Main page of a (fictitious) patient's record in the Care at Home Clinical iPad app.

Appointment screen.

 

Care Plan Progress
Clinicians can monitor the patient’s progress toward care plan goals and track the interventions that were applied during previous visits.

A Documentation of a patient's progress against their care plan goals in the Care at Home Clinical iPad app.

Main care plan page with goals and intervention progress.

 

Care Plan History
Clinicians can access the history page of a goal or intervention which provides more detailed information and associated documentation from previous visits.

History page of a patient's progress against their care plan goals in the Care at Home Clinical iPad app.

Care plan history page

 

Managing Medications
The patient’s full list of active and discontinued medications is available with any drug interactions that exist, and the Drug Regimen Review charting docs that were created from previous visits. Medications can also be added at any time.

A patient's list of active medications with access to details of their  med interactions.

Patient medication page with active medications, interactions, and DRR documents.

 

Medication Details and Setup
Clinicians can see more detailed information about a particular medication, get med information, access interactions and provide medication setup data.

Medication details page including med setup info and access to med interactions content.

Medication detail page.

 

Tracking Vitals
The Vitals page, which was created before Swift Charts were available.

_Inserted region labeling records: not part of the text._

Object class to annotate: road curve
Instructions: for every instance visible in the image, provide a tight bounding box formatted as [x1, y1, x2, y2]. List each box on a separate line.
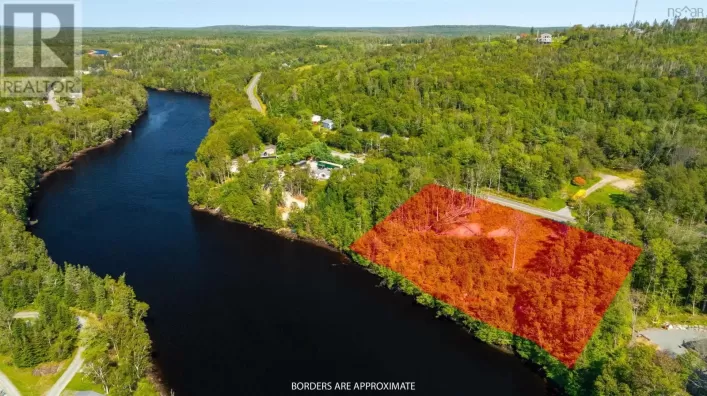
[0, 371, 20, 396]
[0, 311, 39, 396]
[482, 194, 575, 223]
[44, 347, 85, 396]
[9, 311, 87, 396]
[246, 73, 263, 113]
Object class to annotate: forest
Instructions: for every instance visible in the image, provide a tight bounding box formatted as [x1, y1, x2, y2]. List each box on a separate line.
[0, 76, 156, 395]
[0, 20, 707, 395]
[351, 185, 640, 368]
[140, 20, 707, 395]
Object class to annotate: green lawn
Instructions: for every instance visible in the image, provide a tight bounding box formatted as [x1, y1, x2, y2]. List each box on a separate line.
[485, 189, 567, 211]
[584, 186, 631, 207]
[563, 177, 601, 197]
[0, 355, 73, 396]
[66, 373, 104, 394]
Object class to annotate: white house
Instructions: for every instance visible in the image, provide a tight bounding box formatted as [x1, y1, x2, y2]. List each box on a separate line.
[260, 144, 277, 158]
[314, 168, 331, 180]
[538, 33, 552, 44]
[322, 118, 334, 131]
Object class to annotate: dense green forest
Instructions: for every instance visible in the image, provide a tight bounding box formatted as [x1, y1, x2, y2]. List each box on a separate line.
[5, 20, 707, 395]
[0, 76, 158, 395]
[95, 21, 707, 395]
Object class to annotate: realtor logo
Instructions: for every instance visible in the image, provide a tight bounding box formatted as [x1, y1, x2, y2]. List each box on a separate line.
[668, 6, 705, 19]
[0, 0, 81, 97]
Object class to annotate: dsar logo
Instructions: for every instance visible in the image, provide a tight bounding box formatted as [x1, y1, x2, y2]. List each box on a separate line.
[0, 0, 81, 97]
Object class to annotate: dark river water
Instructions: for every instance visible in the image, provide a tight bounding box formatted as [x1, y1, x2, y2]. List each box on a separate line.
[32, 92, 546, 396]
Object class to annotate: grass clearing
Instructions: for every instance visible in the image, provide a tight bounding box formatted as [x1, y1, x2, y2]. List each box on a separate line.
[0, 355, 73, 396]
[66, 373, 104, 394]
[584, 186, 632, 208]
[295, 65, 314, 71]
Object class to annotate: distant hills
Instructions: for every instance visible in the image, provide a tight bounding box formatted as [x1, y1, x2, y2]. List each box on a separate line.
[83, 25, 569, 37]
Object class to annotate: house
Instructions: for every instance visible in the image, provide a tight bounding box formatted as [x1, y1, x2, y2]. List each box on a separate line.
[322, 118, 334, 131]
[260, 144, 277, 158]
[313, 169, 331, 180]
[88, 50, 110, 56]
[230, 154, 253, 173]
[538, 33, 552, 44]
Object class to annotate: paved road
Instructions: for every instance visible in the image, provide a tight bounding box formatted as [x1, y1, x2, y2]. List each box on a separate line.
[482, 194, 575, 223]
[44, 347, 84, 396]
[246, 73, 263, 113]
[8, 311, 87, 396]
[0, 311, 39, 396]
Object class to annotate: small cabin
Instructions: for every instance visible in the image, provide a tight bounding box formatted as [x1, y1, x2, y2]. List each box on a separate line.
[313, 169, 331, 180]
[538, 33, 552, 44]
[322, 118, 334, 131]
[88, 50, 110, 56]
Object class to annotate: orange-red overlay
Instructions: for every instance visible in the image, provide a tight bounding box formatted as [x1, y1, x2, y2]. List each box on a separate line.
[351, 185, 641, 368]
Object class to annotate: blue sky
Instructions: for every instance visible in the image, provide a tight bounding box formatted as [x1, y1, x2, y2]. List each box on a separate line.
[82, 0, 688, 27]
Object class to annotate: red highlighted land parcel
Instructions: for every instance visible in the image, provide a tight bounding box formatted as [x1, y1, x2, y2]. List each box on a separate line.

I would love to redo this page with Swift Charts. Vital in red indicate readings that are outside of the patient’s threshold. Medication icons represent when a medication was changed, which may correlate with a change in vitals.

Recordings of vitals over time for a (fictitious) patient in the Care at Home Clinical iPad app.
 

Clinician Task Page
At any point, a clinician can come back to their task page and see their list of appointments for today, tomorrow, or any that are overdue. Opening an appointment, a To Do, tapping the patient name from the list of patients takes the clinician into the patient record, as shown on the previous screens.

Clinician home page displaying a list of appointments today, tomorrow, and any that are overdue. They can also access a To Do list as well as see their list of patients.
 

The Results
Minimal training for new app
Reduction in documentation time
Greatly reduced the need to access web on mobile
Clinicians easily understood and manipulated the UI
Fully iOS native app which was easily upgraded for iOS updates and therefore future-proofed

The Care at Home Clinical app that is currently available in the App Store.